Following the Melons

Angel Castro used to be one of the thousands of migrant workers who pass through Missouri every summer. Now he's trying to interrupt their kids' journey.

For Kim, it's the language of obligation that's hard to comprehend. In June, when Angel's 96-year-old grandmother fell ill, his sister called from Mexico to see whether the couple could send some money. "Why can't her sons take care of that?" burst Kim.

"If somebody's in trouble, everybody gets together and we pitch in and find a way to solve the problem," Angel reminded her patiently. "You live in the U.S.; you have Medicaid. You don't need to pitch in."

From anyone else, the words might sound bitter. But Angel has never resented people who are born to ease, insulated by money: "It's all how you were raised, and I was raised that we had to work. My dad never said, 'Well I'm going to go out and buy you this.'" Angel describes his father's attitude with respect -- then admits that if his sons want something he can provide, he does so immediately. "I don't want them to go through what we went through."

Driving the tractor is easy, compared with pitching melons.
Jennifer Silverberg
Driving the tractor is easy, compared with pitching melons.

Besides, money's too tight for spoiling. Earlier this summer, when the eldest, 12-year-old Justin, wanted a bike, Angel sent him to work stickering for his Aunt Mary, who's a crew leader. "He worked one week, got his $100 and quit," chuckles Angel. "Didn't wake up the whole next day. My kids are used to air conditioning! When I say, 'Come and help me at the store,' Justin says, 'I don't want to.' I say, 'When I was 12, I was already picking oranges, carrying 120 pounds in my bag,' and he says, 'You going to start again, Dad?' or 'We don't believe you, Dad.'"

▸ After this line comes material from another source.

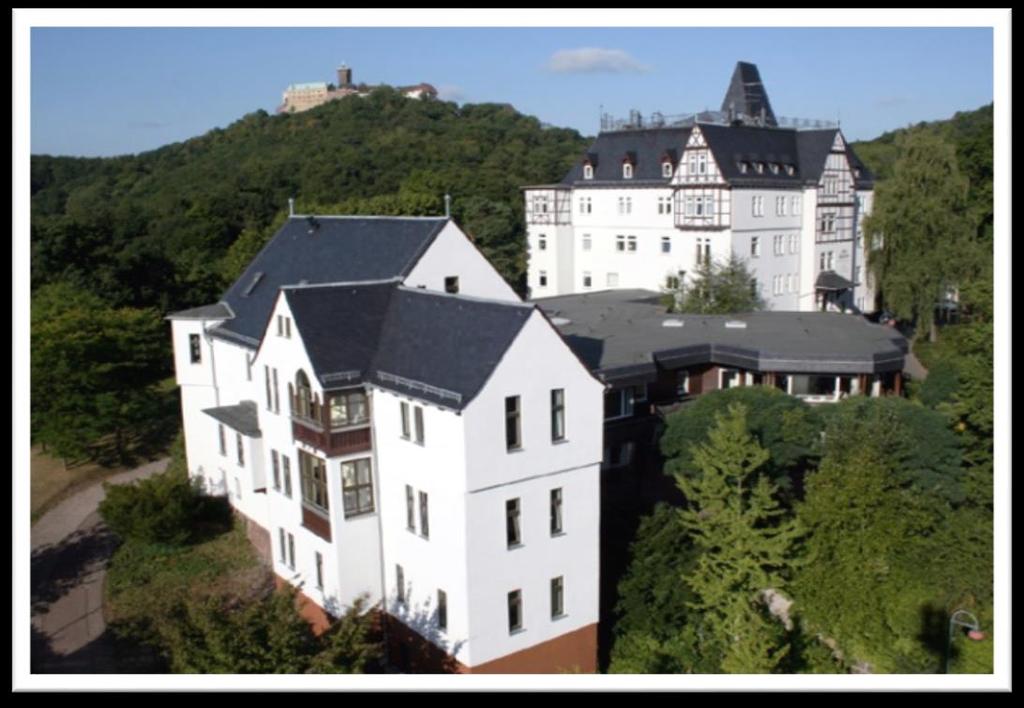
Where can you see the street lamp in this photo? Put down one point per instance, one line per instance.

He feigns hurt, but he's glad they don't believe him. The dropout rate for migrant kids averages 80 percent, and Angel has spent years trying to figure out what interrupts the cycle. He's heard friends, even cousins, insist they'd be different, they'd finish school -- then grow discouraged and drop out after all, deciding to try their luck in the very fields that haunted their childhood. Ready money's always the first reason; familiarity and parental example tie for second. "I tell them, 'You don't have to be an engineer for NASA; just get a good job, try to stay away from the fields,'" says Angel. "They say, 'My dad works in the fields, so that's what I want to do.'"

Angel's 27-year-old sister was the first Castro to walk away from migrant work; now she works for a banana importer, flying to Mexico in a private plane with the owners and buying whole crops at a time. Another sister, Mary, became a secretary for a respected judge, but when he retired, she went back to the watermelon fields. Angel and Olga used their bilingual skills as a springboard, yet both landed close to the migrant world that shaped them.

He thinks, off and on, about going back to construction, studying computers, even becoming a nurse, one of those practical, in-demand careers he lists for the kids in the migrant program. But he doesn't do it. "This," he says, reaching for his ringing cell phone, "is what I know."